In the figure above, we compare the performance of different architecture-aware of ERA employing different tree topologies to perform the reduce/broadcast operations that are the basis of an ERA phase. In the flat binary tree, all ranks are organized in a binary tree, regardless of the hardware locality of ranks collocated on cores of the same node. In the hierarchical methods, one rank represents the node and participates in the inter-node binary tree; on each node, collocated ranks are all children of the representing rank in the bin/star method, or are organized along a node-local binary tree in the bin/bin method. The flat binary topology ERA and the Open MPI Allreduce are both hardware locality agnostic; their performance profiles are extremely similar. In contrast, the Cray Allreduce exhibits a better scalability thanks to accounting for the locality of ranks. Counterintuitively, the bin/star hierarchical topology performs worse than the flat binary tree: the representing rank for a node has 16 local children and the resulting 16 sequential memcpy operations (on the shared-memory device) take longer than the latency to cross the supplementary long-range links. In the bin/bin topology, most of these memory copies are parallelized and henceforth the overall algorithm scales logarithmically. When compared with the fully optimized, non fault tolerant Allreduce, the latency is doubled, which is a logical consequence of the need for the ERA operation to sequentialize a reduce and a broadcast that do not overlap (to ensure the consistent decision criterion in the failure case), while the Allreduce operation is spared that requirement and can overlap multiple interweaved reductions.

Performance of Applications using the Early Returning Agreement:

S3D is a highly parallel method-of-lines solver for partial differential equations and is used to perform first-principles-based direct numerical simulations of turbulent combustion. It employs high order explicit finite difference numerical schemes for spatial and temporal derivatives, and realistic physics for thermodynamics, molecular transport, and chemical kinetics.

Fenix is a framework aimed at enabling online (i.e., without disrupting the job) and transparent recovery from process, node, blade, and cabinet failures for parallel applications in an efficient and scalable manner. Fenix encapsulates mechanisms to transparently capture failures through ULFM return codes, re-spawn new processes on spare nodes when possible, fix failed communicators using ULFM capabilities, restore application state, and return the execution control back to the application.

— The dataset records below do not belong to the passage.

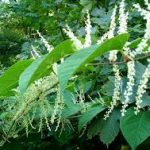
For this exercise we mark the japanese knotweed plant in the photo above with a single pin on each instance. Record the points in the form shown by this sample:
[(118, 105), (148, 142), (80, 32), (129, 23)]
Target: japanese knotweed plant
[(39, 93)]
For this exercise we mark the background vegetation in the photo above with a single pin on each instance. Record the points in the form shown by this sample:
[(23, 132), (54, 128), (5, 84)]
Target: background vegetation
[(19, 22)]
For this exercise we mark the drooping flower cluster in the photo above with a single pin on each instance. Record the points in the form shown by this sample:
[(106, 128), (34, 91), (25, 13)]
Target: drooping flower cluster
[(142, 87), (27, 105), (130, 84), (146, 15), (116, 94), (88, 28), (112, 28), (123, 16)]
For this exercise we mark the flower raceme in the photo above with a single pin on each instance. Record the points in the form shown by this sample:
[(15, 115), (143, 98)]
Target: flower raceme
[(123, 19)]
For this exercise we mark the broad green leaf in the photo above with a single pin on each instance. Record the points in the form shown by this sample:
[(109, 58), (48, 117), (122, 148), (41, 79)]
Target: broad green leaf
[(135, 43), (107, 129), (69, 111), (80, 58), (110, 128), (135, 128), (42, 66), (9, 79), (89, 115)]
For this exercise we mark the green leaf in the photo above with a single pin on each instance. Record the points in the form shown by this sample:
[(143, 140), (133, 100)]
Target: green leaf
[(9, 79), (107, 129), (89, 115), (135, 128), (69, 111), (80, 58), (135, 43), (110, 128), (42, 66)]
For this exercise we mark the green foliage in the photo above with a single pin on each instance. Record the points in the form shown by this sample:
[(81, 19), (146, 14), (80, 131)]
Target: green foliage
[(67, 104), (89, 115), (9, 80), (135, 129), (79, 59)]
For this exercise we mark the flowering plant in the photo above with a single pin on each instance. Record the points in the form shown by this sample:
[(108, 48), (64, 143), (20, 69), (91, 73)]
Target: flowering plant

We use S3D augmented with Fenix to test the effect of the new agreement algorithm on the recovery process when compared to the baseline agreement algorithm. The figures below shows the results of these experiments in terms of total absolute cost of each call to the shrink operation. The MPIX_COMM_SHRINK operation, which uses the agreement algorithm, has been identified in [2] as the most time consuming operation of the recovery process.